LAS VEGAS -- Sony Pictures Chairman Tom Rothman briefly touched on the hack and “The Interview” movie controversy that surrounded the studio in 2014, during an appearance at CinemaCon Wednesday evening. While he did not directly mention either incident, he did take a moment to share the studio’s plans to grow following the controversies.

“I feel greatly privileged to have joined Sony Pictures,” Rothman, who teamed up with the company in February, told the audience of exhibitors in Caesars Palace. “Together, we have been through a challenging time,” he said. Despite facing hardships, Rothman says the company is now on the up-and-up. 

“We have more than survived, we have thrived,” he said, stating that the studio remains “unbroken” and will be “pushing to new heights” in the year to come. 

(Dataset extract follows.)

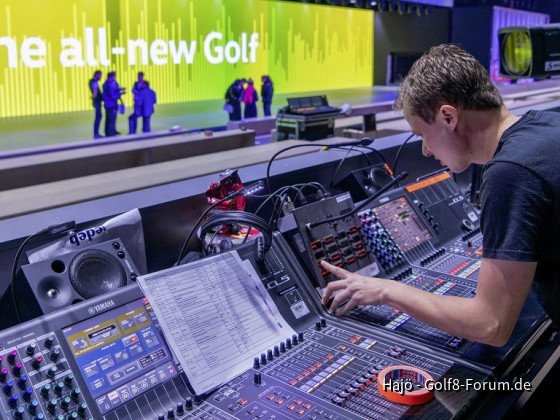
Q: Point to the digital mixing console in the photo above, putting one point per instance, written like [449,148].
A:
[108,357]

Rothman also took a moment to honor the studio’s former co-chairman, Amy Pascal, whose controversial emails were released as a result of the Sony hack. Rothman called Pascal, who stepped down in February, one of the studio’s “most valuable producers.”

In an attempt to mend the studio's potentially affected customers following the pull and eventual digital release of the comedy feature, "The Interview," Rothman offered his apologies to exhibitors. “We’re grateful,” he said, and thanked everyone for “sticking” with Sony under last year’s “unique and different circumstances.” 

Sony Pictures' president of worldwide distribution, Rory Bruer, who served as presentation host, also briefly touched on the controversies during his opening speech. “There were a few stories written about us this year,” he joked, saying he has plans to “embellish” the tales for his grandchildren.

With what is hopefully the worst behind them, Rothman said he is now focused on bringing new content to the forefront. “I believe in rich, diverse slates with films appealing to a wide range of audiences,” he said. “You see the diversity and the richness that’s coming,” he added, referencing the dozens of films featured in the studio’s 2015 slate presentation, such as Christopher Columbus’s “Pixels,” the female reboot of “Ghostbusters" and the new James Bond adventure “Spectre."